Essays on time series and causality analysis in financial markets
Abstract
Financial market and its various components are currently in turmoil. Many large corporations are devising new ways to overcome the current market instability. Consequently, any study fostering the understanding of financial markets and the dependencies of various market components would greatly benefit both the practitioners and academicians. To understand different parts of the financial market, this dissertation employs time series methods to model causality and structure and degree of dependence. The relationship of housing market prices for nine U.S. census divisions is studied in the first essay. The results show that housing market is very interrelated. The New England and West North Central census divisions strongly lead house prices of the rest of the country. Further evidence suggests that house prices of most census divisions are mainly influenced by house price changes of other regions. The interdependence of oil prices and stock market indices across countries is examined in the second essay. The general dependence structure and degree is estimated using copula functions.
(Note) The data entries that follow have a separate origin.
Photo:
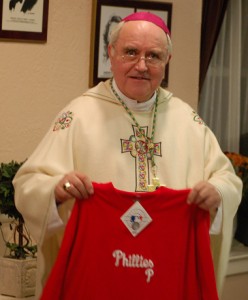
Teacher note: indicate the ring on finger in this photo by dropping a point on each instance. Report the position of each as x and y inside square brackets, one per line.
[67, 186]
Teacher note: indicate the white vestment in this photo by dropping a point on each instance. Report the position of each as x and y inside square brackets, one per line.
[96, 136]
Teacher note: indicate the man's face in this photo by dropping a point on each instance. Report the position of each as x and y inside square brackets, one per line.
[139, 80]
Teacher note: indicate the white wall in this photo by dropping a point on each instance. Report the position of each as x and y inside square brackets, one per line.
[37, 80]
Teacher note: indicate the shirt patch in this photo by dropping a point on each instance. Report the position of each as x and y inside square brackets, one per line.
[197, 118]
[64, 121]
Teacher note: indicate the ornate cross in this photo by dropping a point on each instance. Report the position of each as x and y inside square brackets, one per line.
[142, 149]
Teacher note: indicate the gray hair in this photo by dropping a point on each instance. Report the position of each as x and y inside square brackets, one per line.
[116, 31]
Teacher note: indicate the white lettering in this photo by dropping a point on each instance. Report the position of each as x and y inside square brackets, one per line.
[134, 261]
[149, 273]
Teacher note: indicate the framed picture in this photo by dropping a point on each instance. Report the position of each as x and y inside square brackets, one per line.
[24, 20]
[108, 13]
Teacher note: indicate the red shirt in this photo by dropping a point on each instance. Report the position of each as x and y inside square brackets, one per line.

The findings show weak dependence between stock market indices and oil prices for most countries except for the large oil producing nations which show high dependence. The dependence structure for most oil consuming (producing) countries is asymmetric implying that stock market index and oil price returns tend to move together more during the market downturn (upturn) than a market boom (downturn). In the third essay, the relationship among stock returns of ten U.S. sectors is studied. Copula models are used to explore the non-linear, general association among the series. The evidence shows that sectors are strongly related to each other. Energy sector is relatively weakly connected with the other sectors. The strongest dependence is between the Industrials and Consumer Discretionary sectors. The high dependence suggests small (if any) gains from industry diversification in U.S. In conclusion, the correct formulation of relationships among variables of interest is crucial. This is one of the fundamental issues in portfolio analysis. Hence, a thorough examination of time series models that are used to understand interactions of financial markets can be helpful for devising more accurate investment strategies.